Ai cittadini più degli organigrammi interessano certamente le politiche Ue e i loro effetti concreti. Mentre von der Leyen sceglie l’austriaco Brunner come nuovo Commissario agli Interni e all’Immigrazione, in Germania un governo di centrosinistra reintroduce i controlli a tutte le frontiere esterne. C’è da temere un arretramento sui valori fondamentali Ue?

«Questa Commissione sancisce il superamento dell’Unione dei valori e va nella direzione di un’Unione geostrategica di natura pragmatica disposta a compromettere i valori fondamentali in favore di una visione da “falchi”. La nuova accoppiata formata da Brunner agli Interni e Suica al Mediterraneo segnala piuttosto chiaramente la volontà di guardare all’immigrazione come fenomeno di sicurezza e protezione, non certo come fenomeno umanitario da affrontare alla luce dei valori fondamentali Ue. Quanto alla Germania, quel che è accaduto negli scorsi giorni è molto preoccupante perché sancisce la fine di Schengen, uno dei se non il beneficio principale conferito ai cittadini Ue. Vedere un Paese fondatore di Schengen e dell’Ue reintrodurre controlli a tutte le sue nove frontiere esterne, nel cuore d’Europa, senza alcun fondamento scientifico e senz’aspettarsi alcuna reazione da parte della Commissione la dice lunga sul fatto che questo sarà il nuovo tono, con un’ampia convergenza tra destra e sinistra su questa nuova concezione del fenomeno migratorio che nessuno sembra aver più il coraggio di mettere in discussione».

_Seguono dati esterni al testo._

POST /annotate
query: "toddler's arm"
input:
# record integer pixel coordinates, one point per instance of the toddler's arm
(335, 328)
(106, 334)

A mettere d’accordo destra e sinistra potrebbe essere però in teoria anche il piano Draghi, presentato non a caso in parallelo alla nuova Commissione. Lui ha suonato la carica in forma di ultimatum, e molti gruppi politici almeno a parole lo hanno lodato. Ci sono le condizioni per tradurlo in realtà?

«La diagnosi di Draghi è assolutamente chiara e indica in modo univoco ciò che tutte le forze politiche per lo meno centriste dovrebbero condividere per il futuro dell’Ue. Tuttavia così non sarà. Credo che von der Leyen abbia dovuto chiedere questo rapporto e abbia cercato delle ricette: alcune di quelle verranno prese, copiate, incollate e adattate alle priorità politiche. Ma l’agenda Draghi non rappresenta la stella polare di questo nuovo ciclo politico: non mi sembra proprio che la classe politica di questa nuova Commissione sia allineata su un progetto che fondamentalmente presuppone una federalizzazione, una condivisione di un progetto politico, non solo economico. Insomma non ci sono i presupposti né istituzionali né politici perché quell’agenda possa realizzarsi nei prossimi cinque anni».